Un an avant sa mort, Kavinsky évoquait ses finances : « Je n’ai pas gardé beaucoup de ce que j’ai gagné »

Propulsé par son tube « Nightcall », remis en lumière lors des Jeux olympiques de Paris, le DJ français Kavinsky, figure de la French Touch, a été retrouvé mort à son domicile quelques jours avant son 51e anniversaire.
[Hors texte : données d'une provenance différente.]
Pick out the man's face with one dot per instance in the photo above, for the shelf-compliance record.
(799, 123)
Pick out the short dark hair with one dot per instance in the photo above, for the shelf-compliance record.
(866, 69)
Le parquet de Paris, confirmant une information du Parisien, avait indiqué mercredi qu’« une enquête en recherche des causes de la mort » avait été ouverte pour déterminer l’origine du décès, « aucun élément suspect n’ayant été découvert sur place par les services primo-intervenants », mardi soir.
Sorti en 2010, « Nightcall » est interprété par la chanteuse brésilienne Lovefoxxx et coproduit par Guy Manuel de Homem-Christo, moitié de Daft Punk. Atmosphère assombrie et tempo ralenti, son titre phare évoque un mystérieux appel nocturne : il incarne, à lui seul, l’imaginaire créé par « Vinco », surnom de l’artiste. Un an plus tard, la chanson se retrouve sur la bande originale de « Drive », thriller à succès avec Ryan Gosling, apportant à Kavinsky une reconnaissance internationale. En Angleterre, London Grammar, groupe au succès alors naissant, lui donne une tonalité envoûtante.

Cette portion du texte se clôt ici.